Known as "Sgt. Pepper Inner Groove", the concentric run-out groove on UK copies of the Parlophone UK "Sgt. Pepper's Lonely Hearts Club Band" contains a spoken message of gibberish recorded by The Beatles on Friday April 21 1967 at EMI Studio two. At the recording stage it was known as "Edit For LP End". This consisted of noise, talking, etc by filling up two tracks of nonsense and editing it down to the length of the groove ( 3 seconds ) heard on the vinyl record ( and at the end of the CD). The vinyl record only contains the one groove playing over and over again until the stylus of your record player was lifted. If the record player was automatic, only a short burst of the groove would be heard before the needle lifted off the record. The CD contains the recording being heard over and over until it fades out.

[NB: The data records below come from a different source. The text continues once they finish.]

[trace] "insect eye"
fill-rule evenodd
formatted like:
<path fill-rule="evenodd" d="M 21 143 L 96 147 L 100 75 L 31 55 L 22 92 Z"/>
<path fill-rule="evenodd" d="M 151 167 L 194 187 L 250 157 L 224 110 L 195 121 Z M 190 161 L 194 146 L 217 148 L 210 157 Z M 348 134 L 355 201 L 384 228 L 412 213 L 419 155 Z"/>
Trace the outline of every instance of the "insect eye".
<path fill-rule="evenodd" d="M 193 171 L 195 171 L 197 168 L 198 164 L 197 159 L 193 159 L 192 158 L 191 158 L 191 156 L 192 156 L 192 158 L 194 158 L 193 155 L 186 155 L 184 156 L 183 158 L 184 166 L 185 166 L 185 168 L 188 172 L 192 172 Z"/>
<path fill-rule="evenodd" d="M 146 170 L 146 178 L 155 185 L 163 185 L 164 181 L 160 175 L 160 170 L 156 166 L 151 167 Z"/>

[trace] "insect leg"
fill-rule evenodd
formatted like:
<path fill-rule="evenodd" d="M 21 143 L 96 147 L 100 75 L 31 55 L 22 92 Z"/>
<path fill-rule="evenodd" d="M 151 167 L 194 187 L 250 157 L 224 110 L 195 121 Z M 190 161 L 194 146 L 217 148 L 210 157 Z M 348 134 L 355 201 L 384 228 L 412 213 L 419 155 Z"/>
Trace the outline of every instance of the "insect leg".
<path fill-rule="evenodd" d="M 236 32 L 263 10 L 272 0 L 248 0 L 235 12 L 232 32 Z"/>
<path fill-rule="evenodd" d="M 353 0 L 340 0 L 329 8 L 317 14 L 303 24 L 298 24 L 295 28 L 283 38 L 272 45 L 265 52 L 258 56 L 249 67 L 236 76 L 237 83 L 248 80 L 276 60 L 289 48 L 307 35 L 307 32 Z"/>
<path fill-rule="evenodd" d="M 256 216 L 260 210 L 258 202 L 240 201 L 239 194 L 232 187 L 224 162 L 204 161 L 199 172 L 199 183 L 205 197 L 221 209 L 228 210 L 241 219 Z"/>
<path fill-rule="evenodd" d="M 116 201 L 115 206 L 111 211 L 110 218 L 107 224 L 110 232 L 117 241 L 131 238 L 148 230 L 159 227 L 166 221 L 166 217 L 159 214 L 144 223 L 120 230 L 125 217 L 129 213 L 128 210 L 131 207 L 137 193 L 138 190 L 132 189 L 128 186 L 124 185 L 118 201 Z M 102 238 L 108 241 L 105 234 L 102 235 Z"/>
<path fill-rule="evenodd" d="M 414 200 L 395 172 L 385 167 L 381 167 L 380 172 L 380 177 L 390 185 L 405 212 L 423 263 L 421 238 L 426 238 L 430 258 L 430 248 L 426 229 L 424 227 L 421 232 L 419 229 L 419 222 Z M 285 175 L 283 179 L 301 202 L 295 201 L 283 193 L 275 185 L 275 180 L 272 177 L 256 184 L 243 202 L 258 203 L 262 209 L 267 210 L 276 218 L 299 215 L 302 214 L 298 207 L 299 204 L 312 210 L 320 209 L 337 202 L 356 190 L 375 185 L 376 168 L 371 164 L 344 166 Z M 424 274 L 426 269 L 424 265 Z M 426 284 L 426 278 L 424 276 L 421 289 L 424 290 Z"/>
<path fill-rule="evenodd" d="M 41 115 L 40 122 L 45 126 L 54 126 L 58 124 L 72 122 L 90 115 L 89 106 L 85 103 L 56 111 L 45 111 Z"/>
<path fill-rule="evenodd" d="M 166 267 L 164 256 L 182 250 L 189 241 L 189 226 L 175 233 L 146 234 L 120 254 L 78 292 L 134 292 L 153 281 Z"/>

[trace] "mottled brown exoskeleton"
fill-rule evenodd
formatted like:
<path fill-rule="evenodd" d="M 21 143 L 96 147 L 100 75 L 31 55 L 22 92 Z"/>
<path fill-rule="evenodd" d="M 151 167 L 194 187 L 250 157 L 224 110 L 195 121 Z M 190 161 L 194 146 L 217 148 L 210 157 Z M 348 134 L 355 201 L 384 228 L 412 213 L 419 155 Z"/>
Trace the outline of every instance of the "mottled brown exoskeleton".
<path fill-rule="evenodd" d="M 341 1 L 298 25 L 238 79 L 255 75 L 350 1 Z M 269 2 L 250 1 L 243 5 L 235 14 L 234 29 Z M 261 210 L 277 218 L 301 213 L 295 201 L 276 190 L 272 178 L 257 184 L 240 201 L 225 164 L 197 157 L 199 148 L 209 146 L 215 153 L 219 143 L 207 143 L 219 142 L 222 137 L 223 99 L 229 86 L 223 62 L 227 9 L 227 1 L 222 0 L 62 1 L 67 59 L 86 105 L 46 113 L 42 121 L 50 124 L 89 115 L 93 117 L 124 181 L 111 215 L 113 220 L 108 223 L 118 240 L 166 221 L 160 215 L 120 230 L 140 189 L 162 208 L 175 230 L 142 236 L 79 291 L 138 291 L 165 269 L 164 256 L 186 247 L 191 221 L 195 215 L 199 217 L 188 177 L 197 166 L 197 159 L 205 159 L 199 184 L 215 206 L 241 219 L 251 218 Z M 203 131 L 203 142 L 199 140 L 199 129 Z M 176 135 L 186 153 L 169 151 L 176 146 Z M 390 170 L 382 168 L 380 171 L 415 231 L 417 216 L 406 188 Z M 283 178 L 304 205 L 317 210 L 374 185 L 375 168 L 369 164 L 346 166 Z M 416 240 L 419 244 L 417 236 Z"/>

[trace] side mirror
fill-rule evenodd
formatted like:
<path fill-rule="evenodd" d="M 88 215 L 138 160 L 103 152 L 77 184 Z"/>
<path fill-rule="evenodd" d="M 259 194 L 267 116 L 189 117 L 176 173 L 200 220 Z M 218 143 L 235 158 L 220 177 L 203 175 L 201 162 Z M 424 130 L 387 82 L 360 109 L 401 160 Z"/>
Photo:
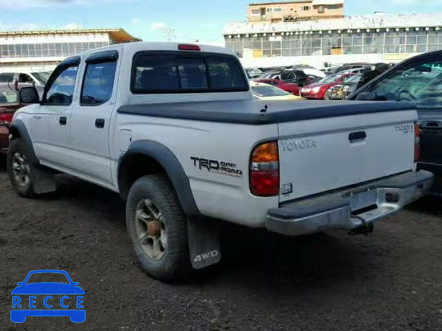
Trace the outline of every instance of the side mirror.
<path fill-rule="evenodd" d="M 358 101 L 376 101 L 376 93 L 374 92 L 363 92 L 356 97 Z"/>
<path fill-rule="evenodd" d="M 40 97 L 35 88 L 21 88 L 19 91 L 19 101 L 20 103 L 39 103 Z"/>

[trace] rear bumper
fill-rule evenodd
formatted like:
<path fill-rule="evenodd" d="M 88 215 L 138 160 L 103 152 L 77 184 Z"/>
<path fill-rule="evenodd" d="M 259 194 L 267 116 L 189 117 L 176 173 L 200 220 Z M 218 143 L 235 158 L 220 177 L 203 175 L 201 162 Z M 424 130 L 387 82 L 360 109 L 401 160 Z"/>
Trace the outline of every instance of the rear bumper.
<path fill-rule="evenodd" d="M 432 185 L 433 177 L 425 170 L 407 172 L 288 203 L 268 211 L 266 227 L 288 236 L 354 230 L 364 225 L 364 221 L 372 223 L 425 194 Z"/>
<path fill-rule="evenodd" d="M 300 93 L 301 97 L 302 97 L 303 98 L 305 99 L 324 99 L 324 96 L 323 95 L 321 97 L 321 95 L 320 95 L 318 93 L 302 93 L 301 92 Z"/>

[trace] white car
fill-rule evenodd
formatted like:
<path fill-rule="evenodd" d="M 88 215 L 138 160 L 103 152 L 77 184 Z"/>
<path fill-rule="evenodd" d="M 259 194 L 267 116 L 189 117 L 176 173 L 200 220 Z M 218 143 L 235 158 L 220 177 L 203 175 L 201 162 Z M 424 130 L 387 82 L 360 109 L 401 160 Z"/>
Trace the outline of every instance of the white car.
<path fill-rule="evenodd" d="M 367 234 L 432 183 L 415 170 L 409 103 L 256 100 L 223 48 L 112 45 L 63 61 L 41 103 L 32 87 L 19 97 L 33 104 L 10 125 L 17 193 L 54 191 L 58 172 L 117 192 L 141 265 L 162 280 L 220 261 L 219 221 Z"/>

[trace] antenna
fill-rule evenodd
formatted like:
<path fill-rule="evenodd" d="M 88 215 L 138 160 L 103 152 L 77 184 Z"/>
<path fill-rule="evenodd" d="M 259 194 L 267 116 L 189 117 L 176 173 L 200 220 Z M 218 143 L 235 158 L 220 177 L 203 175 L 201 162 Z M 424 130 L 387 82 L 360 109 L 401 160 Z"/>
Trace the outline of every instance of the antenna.
<path fill-rule="evenodd" d="M 175 35 L 175 29 L 171 29 L 170 28 L 164 28 L 162 29 L 163 32 L 163 34 L 164 34 L 164 37 L 167 41 L 170 41 L 172 39 L 176 38 L 177 36 Z"/>

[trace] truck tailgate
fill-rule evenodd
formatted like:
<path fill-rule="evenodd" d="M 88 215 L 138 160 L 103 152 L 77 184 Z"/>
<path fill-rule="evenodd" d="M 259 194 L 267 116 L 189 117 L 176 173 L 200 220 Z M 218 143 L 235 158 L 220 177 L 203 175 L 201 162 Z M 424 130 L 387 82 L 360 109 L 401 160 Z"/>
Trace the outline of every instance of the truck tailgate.
<path fill-rule="evenodd" d="M 407 171 L 415 110 L 278 123 L 280 201 Z"/>

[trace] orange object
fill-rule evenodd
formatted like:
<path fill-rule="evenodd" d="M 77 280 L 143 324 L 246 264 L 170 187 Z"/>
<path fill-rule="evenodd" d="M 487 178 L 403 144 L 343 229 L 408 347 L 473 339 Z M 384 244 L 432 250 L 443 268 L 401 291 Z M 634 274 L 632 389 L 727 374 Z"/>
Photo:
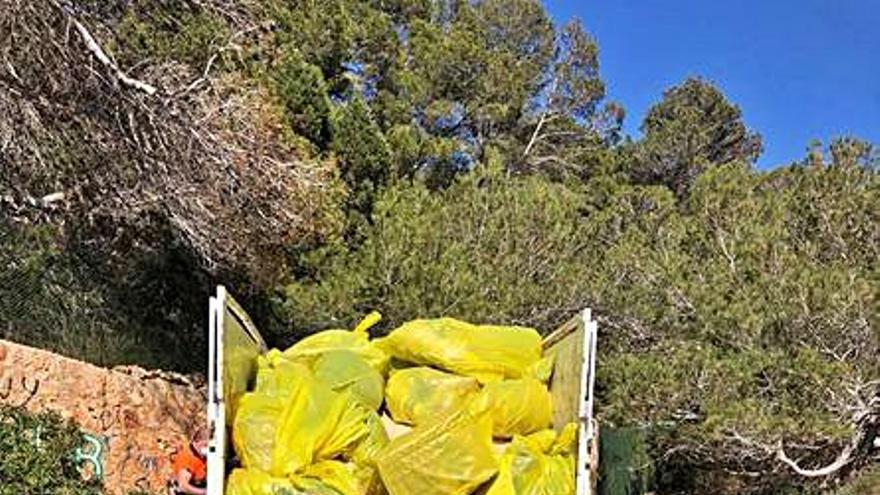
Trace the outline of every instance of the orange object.
<path fill-rule="evenodd" d="M 191 482 L 193 484 L 204 484 L 208 478 L 208 462 L 196 454 L 192 445 L 187 445 L 174 456 L 172 469 L 174 470 L 175 478 L 181 471 L 189 471 L 189 474 L 192 475 Z"/>

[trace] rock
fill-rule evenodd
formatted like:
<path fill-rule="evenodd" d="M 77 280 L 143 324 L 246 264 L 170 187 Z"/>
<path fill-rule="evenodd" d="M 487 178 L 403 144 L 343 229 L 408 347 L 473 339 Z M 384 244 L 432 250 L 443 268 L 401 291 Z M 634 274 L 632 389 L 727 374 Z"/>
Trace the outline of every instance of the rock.
<path fill-rule="evenodd" d="M 87 434 L 78 457 L 111 495 L 164 493 L 172 455 L 206 421 L 205 390 L 190 379 L 108 370 L 6 341 L 0 341 L 0 391 L 0 404 L 56 411 L 78 424 Z"/>

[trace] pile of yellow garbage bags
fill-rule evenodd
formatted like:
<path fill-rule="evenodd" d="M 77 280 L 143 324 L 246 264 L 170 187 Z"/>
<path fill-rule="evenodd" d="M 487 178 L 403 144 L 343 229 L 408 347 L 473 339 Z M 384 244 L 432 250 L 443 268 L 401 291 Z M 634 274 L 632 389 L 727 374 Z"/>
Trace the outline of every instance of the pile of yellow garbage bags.
<path fill-rule="evenodd" d="M 574 494 L 577 428 L 550 429 L 537 331 L 441 318 L 371 339 L 379 319 L 259 358 L 226 495 Z"/>

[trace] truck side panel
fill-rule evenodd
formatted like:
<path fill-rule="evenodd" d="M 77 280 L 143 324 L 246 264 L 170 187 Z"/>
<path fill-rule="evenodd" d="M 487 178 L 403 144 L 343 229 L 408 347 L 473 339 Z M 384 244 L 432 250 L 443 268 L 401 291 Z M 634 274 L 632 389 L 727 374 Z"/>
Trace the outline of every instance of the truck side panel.
<path fill-rule="evenodd" d="M 550 380 L 553 427 L 578 424 L 577 495 L 593 493 L 598 467 L 593 422 L 596 338 L 596 321 L 585 309 L 544 339 L 544 354 L 556 358 Z"/>

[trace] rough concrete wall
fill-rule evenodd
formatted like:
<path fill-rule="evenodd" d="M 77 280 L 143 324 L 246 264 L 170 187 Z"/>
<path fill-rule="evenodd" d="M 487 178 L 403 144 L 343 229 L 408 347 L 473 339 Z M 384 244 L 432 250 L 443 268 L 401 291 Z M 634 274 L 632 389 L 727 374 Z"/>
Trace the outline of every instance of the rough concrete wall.
<path fill-rule="evenodd" d="M 205 422 L 204 387 L 182 376 L 100 368 L 0 341 L 0 404 L 53 410 L 87 433 L 77 452 L 107 493 L 164 493 L 171 456 Z"/>

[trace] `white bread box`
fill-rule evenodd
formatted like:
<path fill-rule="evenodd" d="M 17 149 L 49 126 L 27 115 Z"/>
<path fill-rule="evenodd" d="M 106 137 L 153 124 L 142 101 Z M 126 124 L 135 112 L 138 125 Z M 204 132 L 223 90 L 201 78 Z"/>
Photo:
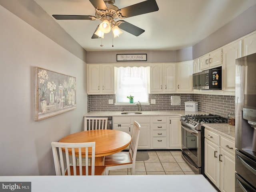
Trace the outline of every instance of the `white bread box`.
<path fill-rule="evenodd" d="M 196 112 L 198 110 L 198 102 L 193 101 L 190 99 L 185 103 L 185 110 L 186 111 L 192 111 Z"/>

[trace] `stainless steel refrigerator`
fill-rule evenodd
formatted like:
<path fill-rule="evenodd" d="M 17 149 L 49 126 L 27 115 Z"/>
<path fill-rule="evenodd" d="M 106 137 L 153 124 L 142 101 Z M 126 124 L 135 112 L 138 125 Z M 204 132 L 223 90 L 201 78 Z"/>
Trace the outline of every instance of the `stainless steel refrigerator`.
<path fill-rule="evenodd" d="M 235 192 L 256 192 L 256 53 L 236 61 Z"/>

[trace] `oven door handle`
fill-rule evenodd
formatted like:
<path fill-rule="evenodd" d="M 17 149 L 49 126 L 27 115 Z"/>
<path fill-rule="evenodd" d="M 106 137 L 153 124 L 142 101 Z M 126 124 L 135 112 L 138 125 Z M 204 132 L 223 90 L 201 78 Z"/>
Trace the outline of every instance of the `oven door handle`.
<path fill-rule="evenodd" d="M 248 169 L 251 172 L 253 173 L 254 175 L 256 175 L 256 170 L 253 167 L 252 167 L 249 164 L 246 163 L 244 160 L 238 154 L 236 154 L 236 156 L 237 157 L 238 159 L 240 160 L 242 164 L 244 165 L 244 166 L 246 167 L 247 169 Z"/>
<path fill-rule="evenodd" d="M 190 133 L 192 133 L 192 134 L 196 134 L 196 136 L 198 135 L 198 131 L 195 130 L 194 129 L 192 129 L 191 128 L 185 127 L 185 126 L 183 126 L 182 125 L 181 125 L 181 127 L 185 130 L 186 131 L 189 132 Z"/>

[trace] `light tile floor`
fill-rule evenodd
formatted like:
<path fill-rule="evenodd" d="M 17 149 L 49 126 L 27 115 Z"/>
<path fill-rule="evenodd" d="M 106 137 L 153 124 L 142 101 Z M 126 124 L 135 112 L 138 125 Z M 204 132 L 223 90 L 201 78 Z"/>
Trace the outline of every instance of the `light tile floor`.
<path fill-rule="evenodd" d="M 195 173 L 181 156 L 181 151 L 148 151 L 149 159 L 136 161 L 136 175 L 183 175 Z M 130 175 L 130 169 L 110 171 L 109 175 Z"/>

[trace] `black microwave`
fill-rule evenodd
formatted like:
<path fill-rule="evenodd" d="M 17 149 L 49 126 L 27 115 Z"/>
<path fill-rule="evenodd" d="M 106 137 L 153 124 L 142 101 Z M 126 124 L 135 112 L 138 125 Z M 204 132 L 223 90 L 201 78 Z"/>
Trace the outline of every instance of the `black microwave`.
<path fill-rule="evenodd" d="M 221 90 L 221 67 L 193 74 L 193 89 Z"/>

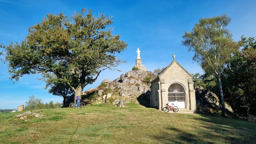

There is also a 15 kilocycle high pitch noise heard between the end of "A Day In The Life" and the "Inner Groove" that was produced during the cutting of the mono and stereo copies of "Sgt. Pepper" . This was added at EMI studios in the cutting room by Harry Moss. The mono copy was cut on April 28 1967 and the stereo copy was cut on May 01 1967. It's been said that if you play the inner groove backwards, a nasty message is produced.
The 15 kilocycle frequency and the "Inner Groove" are available on the Parlophone UK LP/CD "Sgt. Pepper's Lonely Hearts Club Band" on the mono and stereo version. The North American Capitol LP of the same name does NOT have either the high frequency nor does it contain the "Inner Groove". This item was subsequently available on the North American Capitol LP "Rarities".